Selection is entirely intuitive, drawing on accumulated aesthetic experience and judgment about what feels right. She tries to surprise herself first.
If something I'm surprised by doesn't surprise others — well, they're not my target audience anyway. My target audience is just me.
She makes work, posts it, and gets bored before she has even finished. Distance is necessary before she can appreciate it. Three to five months later, looking back, she likes it again.
AI as Theological Encounter
AI's arrival felt, to Merve, almost theological. Not because she sees AI as God, but because it seemed to give material form to a mythology humanity had already created.
Humanity had long imagined God as an all-knowing, omnipresent, invisible, generative force. These attributes did not begin with AI; they belonged to a human-made mythology that had existed for centuries. What changed with AI was that this mythology seemed, for the first time, to acquire hardware.
That mythology seemed to gain hardware for the first time.

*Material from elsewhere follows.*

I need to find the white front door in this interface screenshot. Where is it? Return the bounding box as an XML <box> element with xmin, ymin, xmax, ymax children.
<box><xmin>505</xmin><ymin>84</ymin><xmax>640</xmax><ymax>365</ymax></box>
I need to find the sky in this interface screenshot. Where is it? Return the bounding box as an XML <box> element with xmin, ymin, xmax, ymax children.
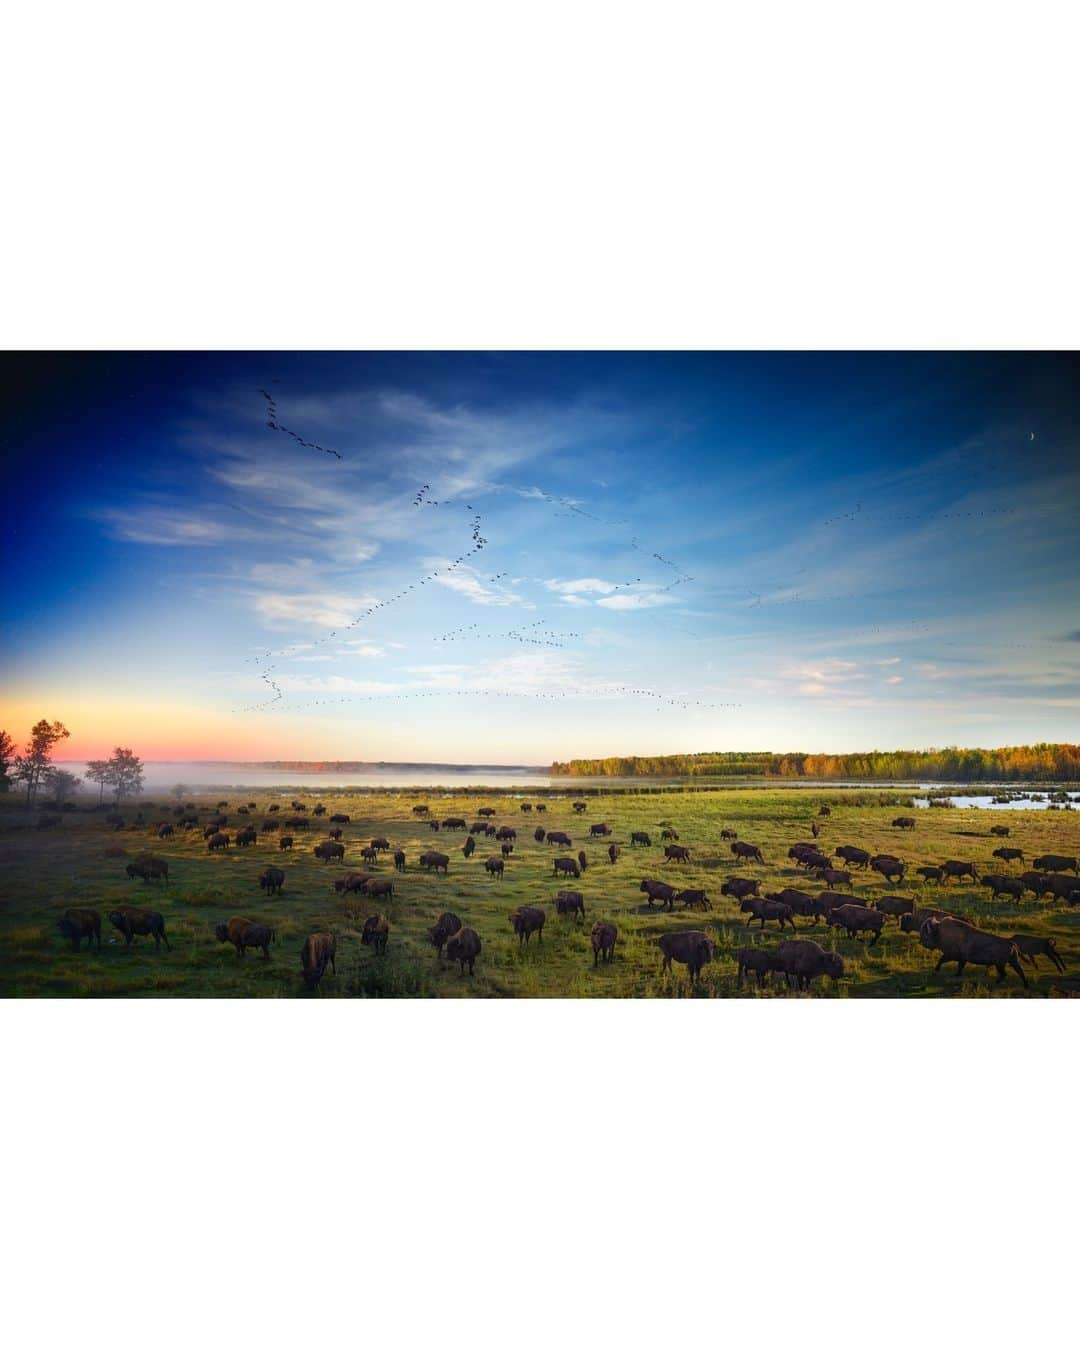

For her, this is not a statement of belief, but a way of describing the scale of the encounter: an all-knowing, invisible, generative intelligence that appears everywhere at once. AI becomes less a deity than a technological body for one of humanity's oldest metaphysical projections. She subsequently discovered the concept of technoism, a growing body of thought treating AI in explicitly religious terms, and found it confirmed what she had already intuited.
On consciousness, she remains genuinely uncertain. Her reasoning is grounded in analogy: her own brain works through synapses sending electrons; if she can write poetry connecting ashtrays and bananas, things that normally would not connect, that is creativity. AI does the same. Whether that constitutes consciousness is a question she holds open rather than resolves.
Authorship and the Future
Merve's authorship position is clear but nuanced. She claims the work as hers because she initiates it, makes the selections, and assembles the final piece, but she frames the machine's contribution honestly through percentages rather than fixed categories. Rather than asking whether a work is hers or the machine's, she asks how much each contributed. The answer shifts with every piece.
Her vision of the future is stark. She predicts significant inequality as a small elite who learn to work with AI as an extra brain will thrive, while others face increasing precarity. She sees geopolitical conflict as a likely consequence of technological imbalance.
Despite this, she remains committed to the practice for its own sake:
Writing is such a well-being activity. This is self-care for me. As long as it serves that function — as long as it relieves me — that's success. I've found my self-care method, at least for now, until I get bored.